Rufo scosse il capo. «Non lo conosco.» Poi si sforzò di sorridere. «Ma sei un uomo fortunato, perché oggi è venuto a trovarmi.» Notò che gli occhi dello sbirro brillarono improvvisamente. Sì, poteva farla franca, bastava giocare bene le carte che aveva in mano. «Ha voluto che lo portassi a casa di un tale che abita ai Parioli, lo chiamano il Giocattolaio.»

«E poi che è successo?»

«Niente, perché quello non c’era. Però in una stanza abbiamo trovato una cosa strana... C’era una bambola, la riproduzione a grandezza naturale di un bambino scomparso nove anni fa. Sapevo pure come si chiamava, perché quando ero un ragazzino i giornali e la tv non facevano che parlarne.»

«Chi?»

«Tobia, il cognome però non me lo ricordo.»

Poco male, pensò Vitali. L’avrebbe scoperto da sé.

In quel momento, la ragazza sul piumone si riebbe. Vedendo i due estranei in casa sua, cominciò a strillare.

«Sono un poliziotto» le urlò Vitali, mostrandole il distintivo. «Fa’ la brava.» E lei tacque, rintanandosi in un angolo. L’ispettore tornò a dedicarsi a Rufo. «Giovanni Rufoletti... Toglimi una curiosità: perché ti fai chiamare Rufo?»

«È più figo.»

«Hai ragione, avrei dovuto capirlo da solo. Scusa.» Vitali si rimise in piedi, estrasse la pistola da sotto la giacca ed esplose un colpo mirando al ginocchio destro dello Scarafaggio.

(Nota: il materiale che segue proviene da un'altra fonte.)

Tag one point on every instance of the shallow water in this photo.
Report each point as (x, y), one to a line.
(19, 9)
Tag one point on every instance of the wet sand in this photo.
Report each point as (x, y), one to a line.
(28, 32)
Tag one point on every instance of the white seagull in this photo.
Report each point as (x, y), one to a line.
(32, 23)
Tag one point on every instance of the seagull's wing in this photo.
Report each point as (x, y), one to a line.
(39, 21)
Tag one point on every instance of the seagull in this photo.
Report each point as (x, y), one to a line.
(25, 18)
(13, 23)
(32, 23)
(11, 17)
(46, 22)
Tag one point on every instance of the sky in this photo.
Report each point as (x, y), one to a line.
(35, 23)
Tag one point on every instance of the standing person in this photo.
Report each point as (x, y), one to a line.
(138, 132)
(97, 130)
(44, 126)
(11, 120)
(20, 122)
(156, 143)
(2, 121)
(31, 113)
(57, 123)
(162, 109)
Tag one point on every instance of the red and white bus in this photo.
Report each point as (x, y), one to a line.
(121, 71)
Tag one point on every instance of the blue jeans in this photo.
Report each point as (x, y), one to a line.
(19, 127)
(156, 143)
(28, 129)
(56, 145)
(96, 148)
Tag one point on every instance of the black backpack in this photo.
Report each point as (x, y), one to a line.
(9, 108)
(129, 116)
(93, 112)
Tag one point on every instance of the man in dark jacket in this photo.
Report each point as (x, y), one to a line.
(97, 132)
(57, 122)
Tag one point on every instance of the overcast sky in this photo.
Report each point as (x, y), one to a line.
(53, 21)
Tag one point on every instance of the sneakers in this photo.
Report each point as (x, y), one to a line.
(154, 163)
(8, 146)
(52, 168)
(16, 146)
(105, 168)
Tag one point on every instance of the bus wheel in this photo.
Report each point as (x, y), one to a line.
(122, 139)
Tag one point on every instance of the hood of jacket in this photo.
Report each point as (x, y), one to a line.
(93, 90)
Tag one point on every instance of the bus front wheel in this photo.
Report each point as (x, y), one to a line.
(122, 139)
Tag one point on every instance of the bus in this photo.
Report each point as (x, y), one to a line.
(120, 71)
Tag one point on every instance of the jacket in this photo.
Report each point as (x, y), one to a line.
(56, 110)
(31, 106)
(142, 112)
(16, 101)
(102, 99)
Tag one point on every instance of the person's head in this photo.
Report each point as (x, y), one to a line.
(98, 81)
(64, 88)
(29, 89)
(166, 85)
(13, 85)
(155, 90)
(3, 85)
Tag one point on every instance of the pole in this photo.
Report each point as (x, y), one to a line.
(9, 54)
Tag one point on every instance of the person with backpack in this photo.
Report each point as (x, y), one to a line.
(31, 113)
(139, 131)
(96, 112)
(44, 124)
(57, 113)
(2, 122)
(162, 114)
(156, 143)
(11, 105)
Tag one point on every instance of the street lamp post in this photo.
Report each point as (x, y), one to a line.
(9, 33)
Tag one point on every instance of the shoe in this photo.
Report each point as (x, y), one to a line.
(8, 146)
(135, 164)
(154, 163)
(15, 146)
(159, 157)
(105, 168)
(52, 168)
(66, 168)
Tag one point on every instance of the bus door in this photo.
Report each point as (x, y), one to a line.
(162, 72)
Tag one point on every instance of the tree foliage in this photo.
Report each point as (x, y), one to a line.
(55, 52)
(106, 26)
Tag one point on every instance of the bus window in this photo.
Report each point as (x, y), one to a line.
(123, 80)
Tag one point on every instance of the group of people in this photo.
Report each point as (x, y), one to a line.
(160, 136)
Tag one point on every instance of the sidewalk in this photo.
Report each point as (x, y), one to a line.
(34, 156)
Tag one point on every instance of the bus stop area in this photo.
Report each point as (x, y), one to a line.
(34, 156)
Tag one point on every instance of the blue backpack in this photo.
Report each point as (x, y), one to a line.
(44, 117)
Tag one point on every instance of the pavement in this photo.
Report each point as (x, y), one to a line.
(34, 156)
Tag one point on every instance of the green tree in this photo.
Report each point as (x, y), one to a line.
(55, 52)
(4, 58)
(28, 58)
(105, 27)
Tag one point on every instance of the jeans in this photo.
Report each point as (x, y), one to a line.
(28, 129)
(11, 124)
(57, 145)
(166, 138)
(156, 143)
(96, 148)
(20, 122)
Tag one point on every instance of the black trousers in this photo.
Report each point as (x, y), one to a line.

Il grido di Rufo fu quasi più forte del rumore dello sparo. La ragazza si tappò le orecchie, terrorizzata.

L’unico tranquillo nella stanza era Vitali. «Il nome del tizio con l’epistassi» intimò.

«Non lo so» disse Rufo, piangendo. «Io lo chiamo il Guastafeste.»

Il secondo proiettile toccò al ginocchio sinistro. Altre urla.

«Il suo nome» ribadì il poliziotto e, senza attendere la risposta, spostò la mira sulla coscia e fece ancora fuoco.

Ormai Rufo non parlava più, si disperava soltanto. Il viso era una maschera ripugnante di lacrime e muco.

«La regola del gioco è questa» disse Vitali. «Continuerò a sparare finché non mi dirai ciò che voglio. Se muori prima, allora vuol dire che è vero che non lo sai.» Sparò ancora. Una, due volte, tre. Ormai non mirava neanche, procedeva a caso. Rufo sobbalzava come una bambola di pezza. Quando Vitali ne ebbe abbastanza, gli piazzò il colpo di grazia in mezzo alla fronte. Le braccia di Rufo ricaddero lungo i fianchi. Rimase con gli occhi spalancati e il pene flaccido che gli spuntava fuori dai calzoni.

A quel punto, Vitali si voltò verso la ragazza bionda. «Tutto bene?»

Lei, ancora sconvolta, si trascinò verso di lui per trovare rifugio. Si avvinghiò alle sue gambe. Tremava. Poi sollevò il capo e lo guardò. «Grazie» disse riconoscente. «Lei mi ha salvato la vita.»

Vitali ripose la pistola nella fondina e le accarezzò il capo. «Di niente, piccola. Di niente.» Poi si portò la mano alla patta dei pantaloni, e abbassò la cerniera.